I found myself writing this:

.. and this is before we consider mathematics proper.

It seemed like a natural kind of thing to write, but I couldn't find an example of it. I get the impression it's OK to use it in this way; to mean the major mathematical schools in this case (rather than people who just do mathematics).

Is there any objection to this?


3 Answers 3


It is grammatically correct but does not mean mathematical schools. It means mathematics in the most strict, literal sense.

If by major mathematical schools you mean major mathematical philosophies or major groups of people who share a mathematical philosophy (such as those listed at Wikipedia), then one alternative would be:

… and this is before we consider major mathematical schools of thought.

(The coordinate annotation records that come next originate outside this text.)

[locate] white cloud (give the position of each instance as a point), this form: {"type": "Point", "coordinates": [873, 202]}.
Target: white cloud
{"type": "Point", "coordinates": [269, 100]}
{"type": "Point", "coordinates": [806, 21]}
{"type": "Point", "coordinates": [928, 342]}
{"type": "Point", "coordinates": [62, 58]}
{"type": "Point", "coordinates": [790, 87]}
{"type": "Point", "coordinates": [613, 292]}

  • the field of mathematics proper. I guess then! hmmmm... the field of proper mathematics is clearly wrong. the proper field of mathematics is a wrong too (for my context). field proper of mathematics?
    – Lucas
    Commented Mar 21, 2012 at 13:32
  • Does my edit help?
    – MetaEd
    Commented Mar 21, 2012 at 17:26
  • As it happens, no, but you would have needed to have the rest of the sentence to know that. I mean mathematicians whose job it is to be mathematicians, rather than scientists or philosophers i.e. defined by profession not disposition. I guess what I just written makes it write quite clear how I should change it. Thankyou for chipping in.
    – Lucas
    Commented Mar 21, 2012 at 21:13
  • In that case change “mathematics proper” to “mathematicians proper” and that ought to express what you mean.
    – MetaEd
    Commented Apr 6, 2012 at 17:34

There is no objection. Proper is one of the postpositive adjectives. Others are seen in phrases such as heir apparent, devil incarnate, body politic. See Wikipedia's page for more examples: Postpositive adjectives


"but I couldn't find an example of it"

In an introduction to Dante's The Divine Comedy the author says: " ... owing to the distinction between bestial malice and malice proper".